The latest GE Capita report on the European mid-market provides further evidence that the UK economy is enjoying a sustainable recovery in which many firms are fighting to attract the most talented staff.
The average UK mid-market company, which is defined as posting annual turnover of £15m to £800m is set to grow sales by 6.1 per cent in the next 12 months, compared with 4.8 per cent in Germany, 3.4 per cent in France and 3.8 per cent in Italy. This equates to projected UK mid-market revenue growth of £133bn in the next 12 months.
In Yorkshire, 74 per cent of mid-market companies grew their revenues in the previous 12 months, according to the research. These companies are set to grow revenues by an average of 6.4 per cent, which is almost double that of the previous 12 months and slightly above the UK average. Altogether, 67 per cent
of mid-market companies are confident about the outlook for their business. This is the second highest proportion of any region across the UK, and 49 per cent are looking to increase the number of internships they offer in the next 12 months. Over the next year an estimated 326,000 jobs are set to be created by mid-market companies in the UK compared with 150,000 in Germany, as the UK mid-market seeks to accelerate recruitment in response to increasing sales.
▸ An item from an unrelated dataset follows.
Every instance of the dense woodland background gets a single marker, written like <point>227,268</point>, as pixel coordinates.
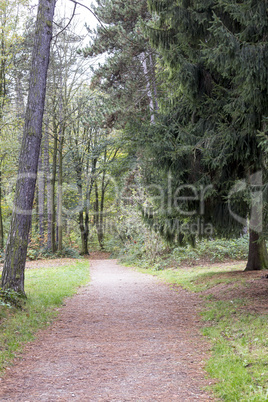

The study also found that one in three UK mid-market firms that currently have offshore activities are considering re-shoring some of them over the next three years. While the outlook for sales and workforce growth is bullish, the findings highlight an emerging skills shortage. Attracting employees with the right set of skills has emerged as the principal challenge facing the UK mid-market in 2014, followed by attracting top managerial talent and retaining talented employees. This is a shift from the 2013 research, when keeping down business costs and overheads was the top challenge.
Ilaria del Beato, the chief executive of GE Capital UK, said: “The success of the mid-market is crucial for the UK economy. Just 1.7 per cent of all businesses provide over one third of private sector GDP, revenues and employment. Yet while the mid-market is thinking bigger, it still has critical challenges to overcome, particularly as the competition for talent becomes much tougher, more so than regulation, keeping costs down, and access to finance.”
Lord Livingston, the Minister of State for Trade and Investment, said: “This report is very encouraging for the UK and its mid-sized businesses. I’m particularly pleased to see their entrepreneurial attitude to exports, which is critical to growth. UK Trade & Investment is continuing to support the UK’s mid-sized businesses to help them maximise their potential and tap into fast-growing overseas markets.”
John Cridland, the Director-General of the CBI, said: ”As the economic recovery continues to build momentum, UK mid-market firms are playing a key role in creating new jobs and markets, as well as competing on the international stage. We must build on this strong performance; addressing skills gaps and overcoming concerns around cost pressures.”
The study also found that firms in the North of England have more complaints about the quality of transport and broadband connections than their rivals in other regions.